Why is this taking so long? I scan the greasy street, on the lookout for someone…anyone who might screw up my plan. Not a single person. Of course not, who would be stupid enough to walk through this part of the city at three in the morning? You would have to have a death wish, or be a loser like me. I crouch down. Become invisible. Be one with the street. Across the way I can see that Joey is doing the exact same thing as me. Hiding. Playing it cool. It’s definitely hard to pull off. He looks like the definition of a criminal. Cheap leather jacket, tattoos spreading like fungus up his neck, and the idiot’s so dumb that he refuses to take his ski mask off even though no one’s around. I hope he has trouble breathing through the poly cotton blend.

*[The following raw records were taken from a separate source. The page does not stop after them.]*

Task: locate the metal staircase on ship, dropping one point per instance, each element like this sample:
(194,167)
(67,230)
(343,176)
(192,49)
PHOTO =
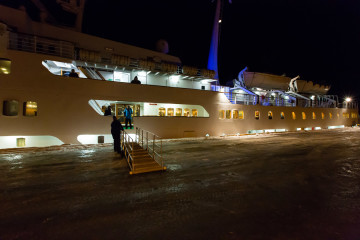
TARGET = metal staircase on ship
(143,152)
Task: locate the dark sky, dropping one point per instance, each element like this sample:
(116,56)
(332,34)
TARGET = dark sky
(316,39)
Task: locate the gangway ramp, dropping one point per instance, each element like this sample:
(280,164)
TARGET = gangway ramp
(143,152)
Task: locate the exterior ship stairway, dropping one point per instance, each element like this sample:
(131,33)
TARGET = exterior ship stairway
(143,152)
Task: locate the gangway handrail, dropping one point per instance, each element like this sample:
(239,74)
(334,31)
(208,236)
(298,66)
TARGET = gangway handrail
(155,149)
(129,151)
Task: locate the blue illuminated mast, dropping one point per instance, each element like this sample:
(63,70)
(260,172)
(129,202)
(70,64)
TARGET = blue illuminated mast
(213,53)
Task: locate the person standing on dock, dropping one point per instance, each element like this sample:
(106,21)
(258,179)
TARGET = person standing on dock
(127,114)
(116,129)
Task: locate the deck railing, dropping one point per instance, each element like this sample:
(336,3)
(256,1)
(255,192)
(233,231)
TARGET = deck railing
(36,44)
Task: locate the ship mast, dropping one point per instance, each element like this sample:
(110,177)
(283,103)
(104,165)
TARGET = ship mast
(215,38)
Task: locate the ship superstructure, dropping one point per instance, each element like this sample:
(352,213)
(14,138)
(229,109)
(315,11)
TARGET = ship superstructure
(42,105)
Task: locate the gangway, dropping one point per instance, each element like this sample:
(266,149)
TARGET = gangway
(143,152)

We’ve both been here for forty-five minutes and there’s still no sign of the truck. Possible scenarios begin running through my head. Maybe the driver is a recovering alcoholic and a particularly tantalizing beer commercial he heard on the radio knocked him off the wagon. He’s face down in a ditch somewhere sleeping off his bender, while other ruffians besides me pilfer his truck. That would be just my luck. Or perhaps there were mechanical problems and the driver pulled into a gas station. The attendant, being a hot young sex pot of eighteen with daddy issues saw the burly truck driver coming from a mile away and decided to use this precise occasion to get back at her over bearing parents. Nah, stuff like that doesn’t happen outside of Penthouse Forum.

My cell phone vibrates and I peer at the text message with dismay. “Don’t forget the eggs?” My girlfriend. Good God, what an idiot. She’s the only person in the world to actually believe that an unemployed ex-con with no scrap of moral dignity would really go egg shopping at three in the morning. It’s not just that she believes my excuse; it’s that she believes it every time I use it. I was sure that any sensible person would have figured it out at least the third time I came home with no eggs and unexplainable cash stashed in my boots. Thank God she’s hot.

A flash of headlights paints the alley and Joey and I jump into action. This is it. I race to the front of the truck with my hand on my gun.

“Stop,” I yell to the driver. “Get out of the truck and put your hands up!”

Screeching tires as the truck jerks to a stop.

I open my mouth to speak but am stopped when I feel cold metal placed against the back of my head and hear the unmistakable click of a pistol being cocked.

“You forgot the eggs baby,” my girlfriends whisper is obvious.

Handcuffs click. I guess she wasn’t as stupid as I thought.